“The first thing we do, let’s kill all the lawyers.”
From “Henry VI” by William Shakespeare…
The Chairman of the Royal Society of Arts and head of private equity firm, Risk Capital Partners, Luke Johnson, picked up that thread recently in the FT. The source of his lawyer-induced rising blood pressure?
Last week we bought control of a business… One law firm [one of the four it took to do the deal] which had quoted £35,000, announced two days before completion that they intended to charge £110,000.
Try pretenting you’ve never heard that one before.
Mr Johnson must be used to this sort of thing but it clearly hit a nerve this time because he didn’t limit himself to quoting lines of Shakespeare.
Impertinence.
It baffles me how they can have the impertinence to call themselves professionals. Such behaviour makes cowboy builders look like choirboys.
Economic friction.
Research shows that lawyers are a huge drain on wealth creation. A 2007 study suggested the annual economic cost of the US’s tort system was $865bn (€647bn, £570bn). Yet more of them are qualifying than ever before.
Wasted talent.
I used to work next to a law school – I despaired every time I passed by, wondering how so many of its bright graduates would end up destroying value for our communities, inhibiting innovation, placing a burden on enterprise and killing jobs.

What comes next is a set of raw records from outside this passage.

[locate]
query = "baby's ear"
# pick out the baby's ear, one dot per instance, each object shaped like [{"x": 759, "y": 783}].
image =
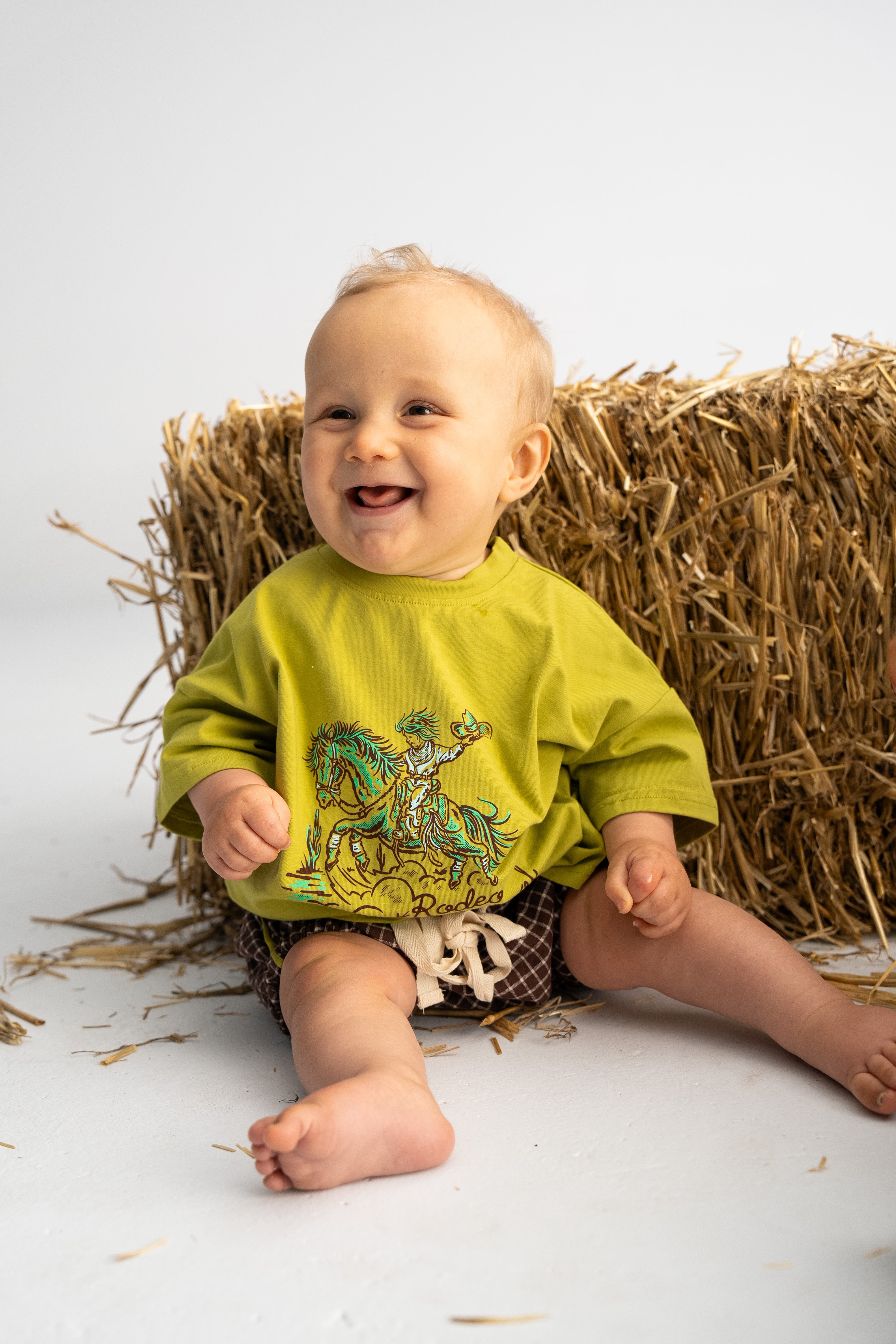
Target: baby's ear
[{"x": 528, "y": 464}]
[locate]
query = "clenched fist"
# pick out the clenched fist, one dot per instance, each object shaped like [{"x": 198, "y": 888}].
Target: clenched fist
[
  {"x": 245, "y": 823},
  {"x": 645, "y": 877}
]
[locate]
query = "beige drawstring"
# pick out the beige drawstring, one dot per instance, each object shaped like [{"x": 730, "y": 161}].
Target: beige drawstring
[{"x": 437, "y": 944}]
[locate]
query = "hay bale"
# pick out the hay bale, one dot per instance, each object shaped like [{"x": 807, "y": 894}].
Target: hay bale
[{"x": 741, "y": 531}]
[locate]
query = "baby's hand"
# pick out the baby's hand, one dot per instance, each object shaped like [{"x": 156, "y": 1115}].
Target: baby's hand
[
  {"x": 648, "y": 880},
  {"x": 245, "y": 823}
]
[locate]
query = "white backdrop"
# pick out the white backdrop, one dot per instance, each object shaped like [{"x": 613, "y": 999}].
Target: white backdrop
[{"x": 186, "y": 181}]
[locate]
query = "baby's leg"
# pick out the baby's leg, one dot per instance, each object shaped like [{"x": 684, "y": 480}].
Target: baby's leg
[
  {"x": 726, "y": 960},
  {"x": 369, "y": 1111}
]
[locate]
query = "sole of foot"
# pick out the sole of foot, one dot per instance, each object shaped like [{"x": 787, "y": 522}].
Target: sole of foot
[{"x": 378, "y": 1124}]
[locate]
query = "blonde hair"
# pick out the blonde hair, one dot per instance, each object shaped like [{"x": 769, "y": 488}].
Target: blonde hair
[{"x": 524, "y": 335}]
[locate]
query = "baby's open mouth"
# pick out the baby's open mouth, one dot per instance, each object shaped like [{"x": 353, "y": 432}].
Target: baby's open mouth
[{"x": 379, "y": 496}]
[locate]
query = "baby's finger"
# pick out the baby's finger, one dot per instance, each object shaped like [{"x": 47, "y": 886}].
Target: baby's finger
[
  {"x": 265, "y": 822},
  {"x": 645, "y": 874},
  {"x": 229, "y": 866},
  {"x": 662, "y": 900},
  {"x": 617, "y": 889},
  {"x": 281, "y": 808},
  {"x": 250, "y": 845}
]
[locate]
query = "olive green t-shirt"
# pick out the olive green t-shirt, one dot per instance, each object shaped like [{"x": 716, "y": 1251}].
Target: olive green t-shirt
[{"x": 440, "y": 744}]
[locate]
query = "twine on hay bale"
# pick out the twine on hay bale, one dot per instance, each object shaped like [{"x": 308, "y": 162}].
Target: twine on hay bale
[{"x": 741, "y": 531}]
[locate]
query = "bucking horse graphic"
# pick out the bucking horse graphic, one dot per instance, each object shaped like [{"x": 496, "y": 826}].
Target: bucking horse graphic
[{"x": 400, "y": 799}]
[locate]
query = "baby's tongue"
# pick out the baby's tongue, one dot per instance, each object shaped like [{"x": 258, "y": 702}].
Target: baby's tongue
[{"x": 381, "y": 496}]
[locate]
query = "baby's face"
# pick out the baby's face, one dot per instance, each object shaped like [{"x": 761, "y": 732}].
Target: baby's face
[{"x": 413, "y": 439}]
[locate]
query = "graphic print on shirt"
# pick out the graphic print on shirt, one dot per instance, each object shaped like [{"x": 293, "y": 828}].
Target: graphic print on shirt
[{"x": 401, "y": 845}]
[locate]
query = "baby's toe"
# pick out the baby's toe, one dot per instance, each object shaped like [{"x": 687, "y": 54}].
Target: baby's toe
[
  {"x": 871, "y": 1092},
  {"x": 882, "y": 1069},
  {"x": 288, "y": 1130},
  {"x": 277, "y": 1181}
]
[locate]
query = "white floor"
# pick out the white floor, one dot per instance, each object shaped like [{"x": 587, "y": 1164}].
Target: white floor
[{"x": 647, "y": 1182}]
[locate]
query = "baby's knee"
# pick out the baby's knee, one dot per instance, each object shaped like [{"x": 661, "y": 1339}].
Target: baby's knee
[{"x": 341, "y": 963}]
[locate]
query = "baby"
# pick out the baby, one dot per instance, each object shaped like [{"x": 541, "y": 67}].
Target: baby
[{"x": 433, "y": 772}]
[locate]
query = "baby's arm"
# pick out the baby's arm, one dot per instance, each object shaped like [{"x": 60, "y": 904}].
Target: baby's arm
[
  {"x": 644, "y": 873},
  {"x": 244, "y": 822}
]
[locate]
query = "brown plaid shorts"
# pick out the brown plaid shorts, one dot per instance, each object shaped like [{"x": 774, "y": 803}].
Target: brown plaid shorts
[{"x": 538, "y": 973}]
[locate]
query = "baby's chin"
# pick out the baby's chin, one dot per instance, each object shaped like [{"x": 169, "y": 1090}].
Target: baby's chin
[{"x": 398, "y": 546}]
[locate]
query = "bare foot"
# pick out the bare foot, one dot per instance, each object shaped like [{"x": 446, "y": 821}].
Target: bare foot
[
  {"x": 378, "y": 1124},
  {"x": 858, "y": 1048}
]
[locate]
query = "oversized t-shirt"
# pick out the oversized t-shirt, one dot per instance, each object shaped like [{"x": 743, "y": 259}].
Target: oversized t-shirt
[{"x": 440, "y": 744}]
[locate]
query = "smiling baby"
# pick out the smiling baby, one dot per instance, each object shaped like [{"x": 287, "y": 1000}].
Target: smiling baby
[{"x": 433, "y": 772}]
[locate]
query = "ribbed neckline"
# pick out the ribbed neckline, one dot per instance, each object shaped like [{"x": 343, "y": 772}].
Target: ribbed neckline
[{"x": 402, "y": 588}]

The West is no longer wild.
The west is overlawyered.
More> (if you’re feeling masochistic)
For lawyers, particularly junior ones, that might all seem rather unfair. The job is demanding and the pay is hardly in line with traders or footballers. But even the esteemed Legal Week wasn’t prepared to put up much of a defence. In fact they agreed with much of the article. Their conclusion: “The legal profession is but one of many mirrors of our day. The reflection isn’t always that pretty, but that’s the game. Laugh it up.”
You’re welcome to try though.










April 15, 2010
I might be cynical about the legal profession on occasion but private equity. Don’t get me started. There may be some truth in all of this but it is drowning in the hypocricy.
April 15, 2010
I agree with the above commenter. But I would add that when I entered the profession I though law was at the centre of everything. Having done a stint outside, what lawyers seem to forget or become oblivious to is that most business, as in money making, goes on when they are not around.